Many information access systems operationalize their results in terms of
rankings, which are then displayed to users in various ranking layouts such as
linear lists or grids. User interaction with a retrieved item is highly
dependent on the item's position in the layout, and users do not provide
similar attention to every position in ranking (under any layout model). User
attention is an important component in the evaluation process of ranking, due
to its use in effectiveness metrics that estimate utility as well as fairness
metrics that evaluate ranking based on social and ethical concerns. These
metrics take user browsing behavior into account in their measurement
strategies to estimate the attention the user is likely to provide to each item
in ranking. Research on understanding user browsing behavior has proposed
several user browsing models, and further observed that user browsing behavior
differs with different ranking layouts. However, the underlying concepts of
these browsing models are often similar, including varying components and
parameter settings. We seek to leverage that similarity to represent multiple
browsing models in a generalized, configurable framework which can be further
extended to more complex ranking scenarios.
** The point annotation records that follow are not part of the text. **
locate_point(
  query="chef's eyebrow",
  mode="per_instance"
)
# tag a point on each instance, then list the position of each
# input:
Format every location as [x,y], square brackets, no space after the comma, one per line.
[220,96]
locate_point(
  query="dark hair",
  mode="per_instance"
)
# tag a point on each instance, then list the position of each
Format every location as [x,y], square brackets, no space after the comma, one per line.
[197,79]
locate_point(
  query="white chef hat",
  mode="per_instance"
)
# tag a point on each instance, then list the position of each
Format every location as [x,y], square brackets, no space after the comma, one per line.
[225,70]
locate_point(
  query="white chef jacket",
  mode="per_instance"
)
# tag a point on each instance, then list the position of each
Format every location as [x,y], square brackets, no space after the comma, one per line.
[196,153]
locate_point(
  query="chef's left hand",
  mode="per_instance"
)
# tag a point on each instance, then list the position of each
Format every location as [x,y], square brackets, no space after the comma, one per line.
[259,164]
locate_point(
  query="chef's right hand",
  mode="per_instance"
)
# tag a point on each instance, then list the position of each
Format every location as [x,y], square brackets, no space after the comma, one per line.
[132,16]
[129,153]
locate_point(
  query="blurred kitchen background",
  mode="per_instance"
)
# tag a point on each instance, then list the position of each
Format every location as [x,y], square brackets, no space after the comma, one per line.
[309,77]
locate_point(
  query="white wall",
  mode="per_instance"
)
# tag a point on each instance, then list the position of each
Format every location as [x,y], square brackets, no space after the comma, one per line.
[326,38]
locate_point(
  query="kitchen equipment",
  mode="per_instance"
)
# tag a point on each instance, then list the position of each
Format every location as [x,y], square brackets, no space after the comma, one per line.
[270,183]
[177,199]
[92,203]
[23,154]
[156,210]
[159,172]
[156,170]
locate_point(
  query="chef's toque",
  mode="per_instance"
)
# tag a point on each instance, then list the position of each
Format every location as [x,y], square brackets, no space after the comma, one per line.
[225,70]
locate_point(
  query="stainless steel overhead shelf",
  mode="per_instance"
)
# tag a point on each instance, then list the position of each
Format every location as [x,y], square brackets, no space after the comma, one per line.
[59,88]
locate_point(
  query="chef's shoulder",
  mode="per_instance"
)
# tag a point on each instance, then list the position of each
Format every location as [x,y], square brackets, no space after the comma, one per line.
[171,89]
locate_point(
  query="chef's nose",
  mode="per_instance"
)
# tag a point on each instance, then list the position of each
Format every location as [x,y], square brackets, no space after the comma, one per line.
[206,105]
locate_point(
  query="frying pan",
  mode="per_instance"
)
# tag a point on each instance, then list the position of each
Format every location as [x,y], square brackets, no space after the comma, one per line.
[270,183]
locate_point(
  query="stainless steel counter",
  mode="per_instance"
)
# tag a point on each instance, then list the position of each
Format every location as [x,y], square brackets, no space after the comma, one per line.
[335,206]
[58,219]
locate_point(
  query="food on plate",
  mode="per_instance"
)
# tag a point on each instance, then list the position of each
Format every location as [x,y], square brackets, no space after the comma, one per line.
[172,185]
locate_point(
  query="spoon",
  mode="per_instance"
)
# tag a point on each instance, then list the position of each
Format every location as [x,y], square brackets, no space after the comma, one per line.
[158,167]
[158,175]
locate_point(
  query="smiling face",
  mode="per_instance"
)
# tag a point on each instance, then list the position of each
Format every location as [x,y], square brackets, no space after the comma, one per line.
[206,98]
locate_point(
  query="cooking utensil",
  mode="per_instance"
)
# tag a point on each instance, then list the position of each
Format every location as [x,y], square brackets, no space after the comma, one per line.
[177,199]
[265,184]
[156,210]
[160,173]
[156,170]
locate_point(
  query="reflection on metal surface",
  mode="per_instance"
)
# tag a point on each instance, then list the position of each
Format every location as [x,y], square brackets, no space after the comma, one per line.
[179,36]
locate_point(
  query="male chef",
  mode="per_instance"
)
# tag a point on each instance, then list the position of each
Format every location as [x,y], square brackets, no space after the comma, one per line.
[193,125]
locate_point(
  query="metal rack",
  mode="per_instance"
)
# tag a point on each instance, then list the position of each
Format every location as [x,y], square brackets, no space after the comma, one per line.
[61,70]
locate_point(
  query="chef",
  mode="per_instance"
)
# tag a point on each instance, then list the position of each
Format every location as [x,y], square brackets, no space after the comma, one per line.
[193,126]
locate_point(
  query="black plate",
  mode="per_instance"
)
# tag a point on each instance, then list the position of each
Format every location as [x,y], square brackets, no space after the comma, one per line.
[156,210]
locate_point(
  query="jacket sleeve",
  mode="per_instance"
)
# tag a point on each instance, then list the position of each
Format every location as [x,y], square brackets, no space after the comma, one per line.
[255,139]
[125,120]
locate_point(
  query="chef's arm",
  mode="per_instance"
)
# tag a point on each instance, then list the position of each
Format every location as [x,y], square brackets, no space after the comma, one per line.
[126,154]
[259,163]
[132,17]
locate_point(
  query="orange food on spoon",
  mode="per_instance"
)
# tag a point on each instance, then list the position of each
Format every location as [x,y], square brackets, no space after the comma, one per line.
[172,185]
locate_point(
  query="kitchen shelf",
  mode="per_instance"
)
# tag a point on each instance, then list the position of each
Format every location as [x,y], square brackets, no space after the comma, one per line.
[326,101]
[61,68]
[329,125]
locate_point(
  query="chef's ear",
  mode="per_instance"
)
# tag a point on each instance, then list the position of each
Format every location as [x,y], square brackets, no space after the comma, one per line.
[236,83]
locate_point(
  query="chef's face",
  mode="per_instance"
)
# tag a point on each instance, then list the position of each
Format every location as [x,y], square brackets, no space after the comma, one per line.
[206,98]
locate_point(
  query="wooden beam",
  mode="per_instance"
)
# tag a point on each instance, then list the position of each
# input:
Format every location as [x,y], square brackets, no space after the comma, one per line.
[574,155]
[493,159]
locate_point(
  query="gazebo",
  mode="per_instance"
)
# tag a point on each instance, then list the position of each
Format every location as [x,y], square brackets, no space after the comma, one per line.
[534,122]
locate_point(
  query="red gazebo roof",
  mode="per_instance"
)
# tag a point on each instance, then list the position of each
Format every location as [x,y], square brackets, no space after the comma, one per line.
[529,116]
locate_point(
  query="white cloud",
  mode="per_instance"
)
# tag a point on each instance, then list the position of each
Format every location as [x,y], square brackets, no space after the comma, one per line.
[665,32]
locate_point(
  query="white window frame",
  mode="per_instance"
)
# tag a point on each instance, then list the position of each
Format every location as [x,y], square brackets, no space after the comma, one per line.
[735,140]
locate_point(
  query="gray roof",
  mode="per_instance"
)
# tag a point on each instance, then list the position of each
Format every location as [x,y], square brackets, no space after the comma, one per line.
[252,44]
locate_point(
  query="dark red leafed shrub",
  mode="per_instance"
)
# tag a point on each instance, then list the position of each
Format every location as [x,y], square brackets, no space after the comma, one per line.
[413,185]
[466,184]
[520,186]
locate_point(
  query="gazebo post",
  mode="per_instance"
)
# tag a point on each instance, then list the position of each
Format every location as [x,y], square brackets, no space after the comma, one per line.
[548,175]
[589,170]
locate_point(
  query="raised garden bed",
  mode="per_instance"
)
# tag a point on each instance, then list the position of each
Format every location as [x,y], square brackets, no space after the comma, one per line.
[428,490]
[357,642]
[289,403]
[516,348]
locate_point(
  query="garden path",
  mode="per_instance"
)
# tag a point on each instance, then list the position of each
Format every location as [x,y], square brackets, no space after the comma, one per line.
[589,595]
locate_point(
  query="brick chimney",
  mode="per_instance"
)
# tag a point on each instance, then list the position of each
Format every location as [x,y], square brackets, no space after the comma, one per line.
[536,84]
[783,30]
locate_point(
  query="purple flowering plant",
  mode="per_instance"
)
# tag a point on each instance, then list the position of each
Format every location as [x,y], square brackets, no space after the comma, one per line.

In this paper, we describe a
probabilistic user browsing model for linear rankings, show how they can be
configured to yield models commonly used in current evaluation practice, and
generalize this model to also account for browsing behaviors in grid-based
layouts. This model provides configurable framework for estimating the
attention that results from user browsing activity for a range of IR evaluation
and measurement applications in multiple formats, and also identifies
parameters that need to be estimated through user studies to provide realistic
evaluation beyond ranked lists.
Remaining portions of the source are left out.